My friends have told me that if I have a special ability with food and wine, it is not a gifted palate nor an especially deft hand in the kitchen; rather it is the treatment I receive in restaurants despite the fact I am basically destitute financially and not particularly good looking or well connected. Essentially, I receive the treatment restaurants give their regular customers, and that is achievable from your first visit to any good restaurant (a good place being one with a vision and a mission beyond making money.) This is a series about the behaviors I see as natural that some do not.
Don’t be a tourist. By this I mean be savvy. Know the fundamentals of how a restaurant works. Restaurant people, like folks in any other profession, have their own language and their own systems. Knowing and being interested in their basic paradigms shows them a certain respect. Respect leads to better conversation; it won’t get you invited to the Wednesday night staff orgy, but it will help the staff consider you a good guest. Here are a couple of quick tips for behavior that will help them see you, as you want to be seen:
- Never order filet mignon in a steak house. Nothing screams "I have zero understanding of process" like ordering filet in a steak house. The more a muscle works, the more tough it will be, but it will also get more blood. More blood equals more flavor. Indeed, no part of a cow is more tender than the loin, however it also has the least flavor. No one has ever gone through the efforts to open a place specializing in steaks because they believe they can make filet taste great. Filet belongs in a normal restaurant, with sauce. When you arrive at a steak house, ask what the place’s special is, and get that. Rib Chop at Strip House, Porterhouse at Luger’s, Mutton at Keen’s and guess what at Delmonico’s? If the place doesn’t have a specialty, it is not a steak house and not worth the money.

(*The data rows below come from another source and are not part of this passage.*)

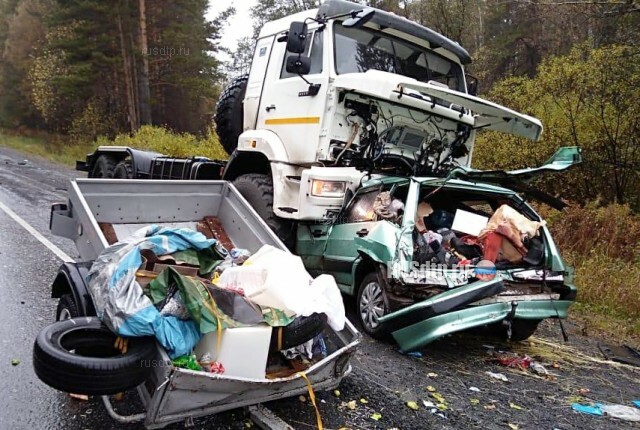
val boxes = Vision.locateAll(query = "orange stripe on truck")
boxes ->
[264,116,320,125]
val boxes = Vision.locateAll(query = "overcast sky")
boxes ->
[207,0,256,55]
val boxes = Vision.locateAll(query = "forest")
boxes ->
[0,0,640,332]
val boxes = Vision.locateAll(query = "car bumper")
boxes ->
[391,300,574,352]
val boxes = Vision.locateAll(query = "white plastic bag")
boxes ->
[217,245,346,331]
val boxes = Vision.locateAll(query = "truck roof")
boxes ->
[255,0,471,64]
[317,0,471,64]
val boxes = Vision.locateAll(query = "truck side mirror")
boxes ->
[465,75,479,96]
[342,8,376,28]
[286,54,311,75]
[287,21,307,54]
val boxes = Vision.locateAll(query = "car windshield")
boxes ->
[334,23,465,92]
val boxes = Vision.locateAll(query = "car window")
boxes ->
[280,30,324,79]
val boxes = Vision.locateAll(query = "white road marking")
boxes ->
[0,202,74,263]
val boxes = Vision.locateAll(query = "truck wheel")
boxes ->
[233,173,295,249]
[113,161,133,179]
[214,75,249,155]
[269,314,327,351]
[91,155,116,178]
[356,273,387,339]
[33,317,155,395]
[56,294,80,321]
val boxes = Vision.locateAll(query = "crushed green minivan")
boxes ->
[295,147,582,351]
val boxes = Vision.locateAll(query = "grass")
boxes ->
[0,126,228,166]
[543,202,640,341]
[0,130,95,166]
[0,126,640,340]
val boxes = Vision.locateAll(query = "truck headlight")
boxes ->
[311,179,347,198]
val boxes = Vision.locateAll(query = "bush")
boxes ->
[541,202,640,324]
[96,125,228,160]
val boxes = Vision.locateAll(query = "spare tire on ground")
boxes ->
[214,75,249,155]
[33,317,156,395]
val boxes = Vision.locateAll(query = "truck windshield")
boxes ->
[334,23,465,92]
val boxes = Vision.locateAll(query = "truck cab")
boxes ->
[218,0,542,220]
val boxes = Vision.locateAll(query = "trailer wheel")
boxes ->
[214,75,249,155]
[56,294,80,321]
[233,173,295,249]
[90,155,116,178]
[269,314,327,351]
[356,273,387,339]
[113,161,133,179]
[33,317,155,395]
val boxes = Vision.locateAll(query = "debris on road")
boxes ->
[484,371,509,382]
[529,361,549,376]
[407,402,420,411]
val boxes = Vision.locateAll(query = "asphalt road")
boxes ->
[0,147,640,430]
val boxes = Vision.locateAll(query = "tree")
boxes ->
[473,44,640,211]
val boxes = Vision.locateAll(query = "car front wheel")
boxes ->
[356,273,387,339]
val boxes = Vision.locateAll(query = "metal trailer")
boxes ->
[50,179,360,429]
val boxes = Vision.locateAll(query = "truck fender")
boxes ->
[222,130,288,183]
[51,263,96,316]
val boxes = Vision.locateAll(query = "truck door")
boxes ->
[256,28,329,163]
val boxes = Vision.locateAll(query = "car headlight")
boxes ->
[311,179,347,198]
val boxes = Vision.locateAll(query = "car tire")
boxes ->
[113,161,133,179]
[214,75,249,155]
[90,155,116,179]
[356,273,388,339]
[269,314,327,352]
[56,294,81,321]
[33,317,155,395]
[233,173,295,249]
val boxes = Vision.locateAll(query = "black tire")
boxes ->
[56,294,81,321]
[113,161,133,179]
[90,155,116,178]
[214,75,249,155]
[33,317,155,395]
[356,273,388,339]
[233,173,295,249]
[269,314,327,352]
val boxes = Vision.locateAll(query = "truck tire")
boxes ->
[356,273,388,339]
[269,314,327,352]
[90,155,116,178]
[214,75,249,155]
[233,173,295,249]
[33,317,155,395]
[56,294,81,321]
[113,161,133,179]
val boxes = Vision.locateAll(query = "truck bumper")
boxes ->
[391,300,573,352]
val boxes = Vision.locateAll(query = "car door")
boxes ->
[322,188,382,291]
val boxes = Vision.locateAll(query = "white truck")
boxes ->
[78,0,542,247]
[79,0,581,350]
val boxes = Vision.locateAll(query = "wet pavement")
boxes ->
[0,147,640,430]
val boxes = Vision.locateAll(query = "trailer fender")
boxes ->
[51,263,96,316]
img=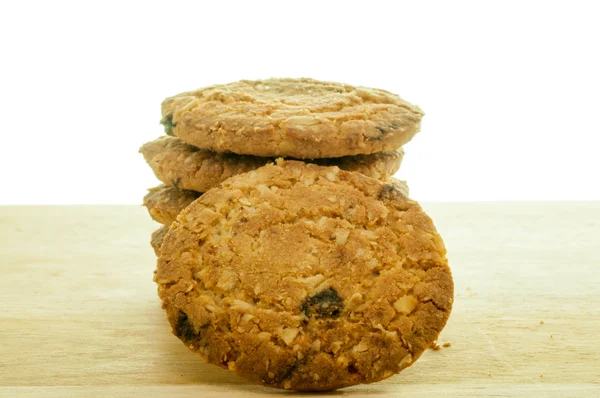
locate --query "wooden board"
[0,202,600,398]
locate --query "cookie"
[144,178,409,225]
[154,160,453,391]
[161,79,423,159]
[144,185,201,225]
[150,225,169,256]
[140,136,404,192]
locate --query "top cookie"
[161,79,423,159]
[155,160,453,390]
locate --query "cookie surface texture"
[144,185,200,225]
[140,136,404,192]
[155,160,453,391]
[161,79,423,159]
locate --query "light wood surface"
[0,202,600,397]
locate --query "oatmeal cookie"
[140,136,404,192]
[155,160,453,391]
[161,79,423,159]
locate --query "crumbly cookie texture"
[154,160,453,391]
[144,178,409,225]
[140,136,404,192]
[161,79,423,159]
[150,225,169,256]
[144,185,201,225]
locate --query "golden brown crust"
[140,136,404,192]
[144,185,201,225]
[155,160,453,390]
[161,79,423,159]
[150,225,169,257]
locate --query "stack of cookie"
[140,79,453,390]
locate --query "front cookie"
[155,161,453,391]
[161,79,423,159]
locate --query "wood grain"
[0,202,600,397]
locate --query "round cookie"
[140,136,404,192]
[154,160,453,391]
[150,225,169,256]
[144,185,201,225]
[161,79,423,159]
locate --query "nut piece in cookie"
[162,79,423,159]
[155,160,453,391]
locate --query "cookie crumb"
[429,340,442,351]
[429,340,452,351]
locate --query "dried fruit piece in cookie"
[140,136,404,192]
[144,185,201,225]
[161,79,423,159]
[155,160,453,390]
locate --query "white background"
[0,0,600,204]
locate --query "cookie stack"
[140,79,453,391]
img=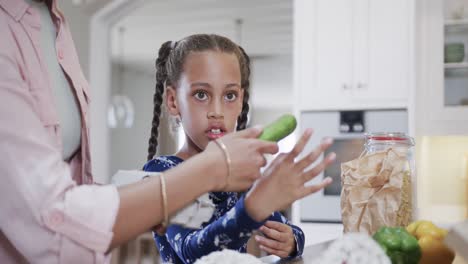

- By the time you have bought the cookbook of a chef or seen his TV show he is a brand, not a chef. Don’t walk into some celebrity’s restaurant and ask if he is there. If he is, you will know -- he will be the guy that keeps walking out of the kitchen because it's too hot. If he is there, feel free to walk right up and say hi. For a chef to get famous, he had to try very hard. It’s not like he was an actor or something. If he doesn’t embrace his fame, make him uncomfortable for getting what he wished for.
- There is no such thing as an eight o’clock reservation. There are before eights and after eights. When trying to get a difficult reservation (say Thursday, in this town) ask for the ½ of the night you want and be flexible. Places make money on table turns and each table needs to seat twice. Holding a table open for an eight o' clock kills that chance. That being said, 5:30 is a crap offer unless you are 65+ years old. If it's all they've got, move on and figure a way to ingratiate yourself for next time.
- Don’t ask for a recommendation unless you want one. When you are asking a server for recommendations you are basically asking a question that a good server will answer in one of two ways: he will either tell you his favorite thing or he will chose the thing the chef likes most from his repertoire. If you don’t intend to get anything he suggests on the menu, and you have said “what do you recommend?” you have asked the wrong question. If you are just trying to narrow a field, say something like, “I was looking at x and y which do you prefer?” When you ask a waiter for a recommendation you are establishing that you have respect for him in his position. If you then reject his advice because, “duck nuts are just too skeevy,” you have established yourself as a nit and your relationship with this place will follow on those lines.
- When you have purchased a good bottle of wine, offer to share a taste to your server (rather then cooing about it to him). The sommelier has probably already had it, but the server may not have. Either way, you are sharing an experience. If he has tasted it, your gesture will probably be declined, although appreciated. If he hasn’t, you will be adding a quill to his quiver of talents and he will appreciate it. For what will cost you about one of the ounces in your bottle, you'll open a dialogue that will allow you to benefit from his experiences. Discussion may then ensue on your common likes and dislikes, which will greatly help you value his recommendations which will be good to know once you are a regular.